It Was Never Just Falling Out of Love
It Was Never Just Falling Out of Love
You say you fell out of love— like the glass had cracked, spilling out the meaning of dreams, the sting of shared growing pains, hopes of home, the gilded laughter curled around our cats, our joy stretched across oceans and train rides.
Like love just… poured from that once-hallowed glass, and now the nectar pools, forgotten, drying where no one kneels to gather it.
But we were almost a decade in. You don’t lose that kind of time without feeling the unseen quakes— jarring bones, jarring memories.
After you slept in someone else’s arms, my body forgot how to seek yours, and yours forgot how to reach. We slept on different floors, in different worlds, each night drifting out to sea, no one left steering us home.

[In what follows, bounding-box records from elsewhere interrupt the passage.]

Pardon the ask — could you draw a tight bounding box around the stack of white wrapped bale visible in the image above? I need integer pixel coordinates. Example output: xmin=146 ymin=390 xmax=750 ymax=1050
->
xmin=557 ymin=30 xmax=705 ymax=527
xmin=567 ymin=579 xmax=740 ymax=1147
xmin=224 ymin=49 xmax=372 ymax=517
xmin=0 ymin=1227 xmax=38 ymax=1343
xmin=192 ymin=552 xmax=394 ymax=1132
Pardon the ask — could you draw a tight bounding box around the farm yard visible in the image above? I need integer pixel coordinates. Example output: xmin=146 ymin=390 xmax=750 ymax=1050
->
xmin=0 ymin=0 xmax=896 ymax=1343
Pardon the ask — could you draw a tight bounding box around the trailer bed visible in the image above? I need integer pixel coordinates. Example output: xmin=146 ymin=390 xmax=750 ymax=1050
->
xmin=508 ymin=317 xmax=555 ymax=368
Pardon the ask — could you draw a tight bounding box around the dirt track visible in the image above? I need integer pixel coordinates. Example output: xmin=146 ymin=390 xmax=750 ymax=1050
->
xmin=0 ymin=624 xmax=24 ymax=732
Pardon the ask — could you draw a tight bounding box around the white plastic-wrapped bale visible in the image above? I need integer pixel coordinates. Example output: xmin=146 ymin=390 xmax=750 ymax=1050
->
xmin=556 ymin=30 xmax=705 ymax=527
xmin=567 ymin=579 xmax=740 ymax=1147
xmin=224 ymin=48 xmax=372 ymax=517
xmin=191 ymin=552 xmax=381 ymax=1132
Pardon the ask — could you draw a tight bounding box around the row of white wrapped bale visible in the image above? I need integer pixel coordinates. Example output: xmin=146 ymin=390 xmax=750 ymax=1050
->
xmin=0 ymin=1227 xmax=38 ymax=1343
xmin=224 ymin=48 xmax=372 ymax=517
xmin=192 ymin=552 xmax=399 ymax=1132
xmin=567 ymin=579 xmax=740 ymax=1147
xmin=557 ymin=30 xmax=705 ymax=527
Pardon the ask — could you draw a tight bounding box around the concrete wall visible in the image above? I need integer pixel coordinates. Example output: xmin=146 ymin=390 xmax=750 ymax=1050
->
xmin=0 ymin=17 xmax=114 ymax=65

And I felt it— the shift, that slow retreat dressed in quiet like it was mercy. The new rhythms we rehearsed in silence: rising alone, still wondering if you'd notice the empty side of the bed once made for reaching.
But I had already been exiled from the warmth we once shared. So I dressed in hush, cooked as if the eggs might wake you, unsure if sleep still belonged to rest or to avoidance. And I put on my best face— not for you, but for the mirror that no longer reflected us.
I called it tired love— a season we might outlast, the kind of ache people grow through, pray through, wake from still choosing each other.
But you had already gone quiet in the places where love once lived, and I, still faithful, kept watering dead roots— forgetting what it felt like to be chosen, to be missed.
It’s not your leaving that echoes— it’s the staying after you’d already gone. Each “I love you” a ghost you left behind for me to tend.
Our joy didn’t fade; it ruptured. Little landmines buried in European train stations we’ll never return to, series left paused mid-season, unspoken anniversaries. Even the cats don’t curl between us anymore. Even time seems to mourn what we didn’t finish.
Now silence feels crowded. Even absence hums with you.
And no— this wasn’t falling out of love. This was love going mute under the weight of your silence.
I stayed. I reached. I believed. And that is what makes this so goddamn hard to forget.